What the advisory board conversations made clear is that the urgency is real. These are not early adopters exploring AI security as a future concern. They are security leaders whose environments already have AI agents running, employees already pasting sensitive data into browser tools, and data already moving in ways that existing policies never anticipated.

The maturity conversation is also real. Most organizations are still figuring out how to govern AI usage, not just block it. Blocking alone rarely holds. Employees find workarounds, adopt personal subscriptions, or use mobile devices that sit outside corporate controls entirely. The acceptable use framework resonated in that room because it offers something blocking cannot: a principled basis for decisions that scales as both the tools and the threats keep evolving.

Cyera is building toward a platform that can enforce those principles continuously. The Ryft acquisition, The Landing product releases, and the advisory board format itself are all consistent with a company that believes the window to define this category is open now and will not stay open indefinitely.

CIO/CTO Viability Question

Before your next budget cycle, ask your security team to map every place an AI agent currently touches sensitive data in your environment.
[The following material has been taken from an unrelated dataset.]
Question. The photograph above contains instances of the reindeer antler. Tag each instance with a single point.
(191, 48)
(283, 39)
If they cannot answer that question within a week, you do not have a data security program designed for the world you are already operating in. Cyera is building the infrastructure to close that gap. The real question is whether your current vendor can do the same before agents become the default interface for enterprise work.

Sources

Cyera. "Cyera Acquires Ryft to Extend its Agentic AI Security Platform." Business Wire, Apr. 2026, cyera.io.

Cyera. "THE LANDING: New Product Releases From Cyera." Cyera Analyst Portal, Apr. 2026, cyera.io.

Cyera. "Cyera Raises $400M to Meet Rapidly Growing Demand for AI Security Among Enterprises." Business Wire, 8 Jan. 2026, businesswire.com.

Cyera Customer Advisory Board. Half Moon Bay, CA, Apr. 2026.

Disclaimer: This blog reflects my personal views only. Content does not represent the views of my employer, Info-Tech Research Group. AI tools may have been used for brevity, structure, or research support. Please independently verify any information before relying on it.